Things lighten up a little for Just Like Fred Astaire, a song Tim tells us has been used at many weddings, even though he wonders if the middle section of “he said love is just a disease, a plague for the naive”is edited out. The Newcastle audience care little, clapping throughout, as the song’s versatility is demonstrated. All I’m Saying follows, restoring the theme of death to the set, after they joke they have a song for any occasion, Saul’s daughter appearing on stage to leave him a bottle of water just as Tim says children find his swearing funny. Again, Mark’s piano opening perfectly captures the emotional wringer that Tim puts himself through singing about the death of one of his closest friends.
They finish with Hello, a song that has benefitted more than any from these reinterpretations. With Saul’s violin and Adrian’s cello accompanying that plaintive piano, there’s a hushed reverence around the hall that explodes into rapturous applause at the end.
It’s a tough act to follow, but Saul comes on and tells us “it’s time to get serious” as they strike into What’s It All About?, the closing track on the standard version of Living In Extraordinary Times. The lighting show is now in full effect, adding emphasis at the right moments throughout these new songs that make up the bulk of the set. Even though Tim’s restricted in his movement by damaged ankle ligaments, the power of these new songs, the most strident set since they reformed if not ever, still shines through brightly. “I can’t dance, but I can do a good hobble” he laughs, before replying to a query about the health of his leg with “it’s a foot.”

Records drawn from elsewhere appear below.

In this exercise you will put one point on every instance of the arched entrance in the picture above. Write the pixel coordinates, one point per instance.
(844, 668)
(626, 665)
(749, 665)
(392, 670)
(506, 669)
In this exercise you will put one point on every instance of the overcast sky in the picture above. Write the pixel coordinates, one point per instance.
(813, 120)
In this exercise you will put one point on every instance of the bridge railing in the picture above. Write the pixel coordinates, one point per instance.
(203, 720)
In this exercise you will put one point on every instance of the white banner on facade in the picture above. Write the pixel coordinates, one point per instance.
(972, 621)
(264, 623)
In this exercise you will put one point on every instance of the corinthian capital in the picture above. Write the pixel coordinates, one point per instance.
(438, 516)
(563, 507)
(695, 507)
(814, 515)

The seated venue proves at times as much a handicap to the audience as the ankle does to Tim. Movement is restricted, there’s a fight down the front during the second song Busted as people try and get into the space between seats and find place to dance, and it feels like people are reticent to get involved. There’s plenty of valid reasons why seated gigs work, but for a band like James which channels energy from stage to audience and then back again, it feels like it dampens the euphoria slightly.

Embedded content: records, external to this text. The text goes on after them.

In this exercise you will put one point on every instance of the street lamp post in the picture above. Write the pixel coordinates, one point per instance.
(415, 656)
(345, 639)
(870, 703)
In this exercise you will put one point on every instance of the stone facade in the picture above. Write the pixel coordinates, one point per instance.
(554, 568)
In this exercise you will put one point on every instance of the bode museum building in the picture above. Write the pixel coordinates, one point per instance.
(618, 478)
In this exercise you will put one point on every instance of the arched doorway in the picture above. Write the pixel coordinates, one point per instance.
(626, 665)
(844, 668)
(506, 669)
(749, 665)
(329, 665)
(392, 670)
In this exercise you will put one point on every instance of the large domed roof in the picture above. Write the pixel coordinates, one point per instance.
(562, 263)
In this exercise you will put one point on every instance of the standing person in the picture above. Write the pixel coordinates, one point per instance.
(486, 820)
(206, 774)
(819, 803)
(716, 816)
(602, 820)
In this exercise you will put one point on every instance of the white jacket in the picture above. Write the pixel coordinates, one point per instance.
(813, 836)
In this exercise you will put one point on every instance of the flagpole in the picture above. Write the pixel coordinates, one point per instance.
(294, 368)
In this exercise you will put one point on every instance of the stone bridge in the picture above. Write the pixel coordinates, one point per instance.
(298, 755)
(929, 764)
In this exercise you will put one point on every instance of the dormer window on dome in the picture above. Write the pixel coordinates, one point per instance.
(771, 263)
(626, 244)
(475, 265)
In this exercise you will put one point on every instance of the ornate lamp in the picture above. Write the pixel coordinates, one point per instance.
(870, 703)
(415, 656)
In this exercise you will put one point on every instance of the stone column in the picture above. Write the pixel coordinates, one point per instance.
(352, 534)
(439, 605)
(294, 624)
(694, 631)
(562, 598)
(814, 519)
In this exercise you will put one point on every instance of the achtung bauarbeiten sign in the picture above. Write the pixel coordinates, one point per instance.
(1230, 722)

Ring The Bells gets more people up, you watch Tim look desperate to let loose as he waves his crutch up in the air and the top half of his body gyrates in time to the accelerating pace of the song. He urges those still seated or who thought they were coming to watch James Arthur to join in or go home at the end of it. He then sits down and sings Five-O in his chair, spinning round making it part of the act. He’s given a cup of tea at the end to help with his voice and comments that it’s more like the Val Doonican show.

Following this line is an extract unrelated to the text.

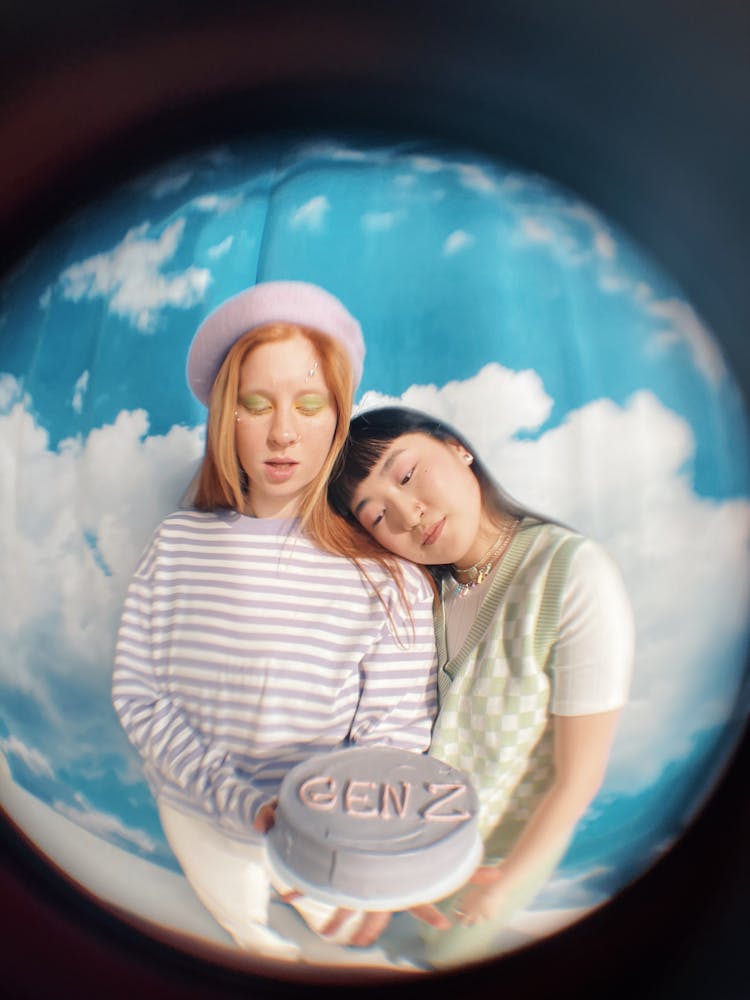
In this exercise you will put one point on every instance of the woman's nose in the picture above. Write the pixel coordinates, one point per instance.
(283, 430)
(409, 513)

They start Moving Car before a screaming girl down the front on the other side from the fight brings things to a halt by completely distracting Tim. The venue staff intervene and remove her during the song, so Tim suggests that there should be a holding pen for people who misbehave during the gig. The song itself is a wonderful twisting journey song that never comes back to the same point and even if it didn’t make the album proper feels like it’s very much connected to the mood and intent of it.
Heads is one of the album’s highlights and live it flourishes even more. Harsh, metallic and pugnacious in its onslaught, taking aim at the white American dream of Trump culture, the message of “we bought into this crap that we can’t take back” feels like it captures the zeitgeist of the moment here as we approach the last two weeks before a no-deal Brexit could become a reality. A new band creating such a sonic maelstrom would be hailed from the rooftops as groundbreaking. Picture Of This Place probably suffers more than any song from Tim being hamstrung by his injury, yet at the moment when the song stops, everything goes dark and then explodes back into glorious yellow light, it adds fuel to the argument that James have created their most sonically exciting and adventurous record ever in Living In Extraordinary Times.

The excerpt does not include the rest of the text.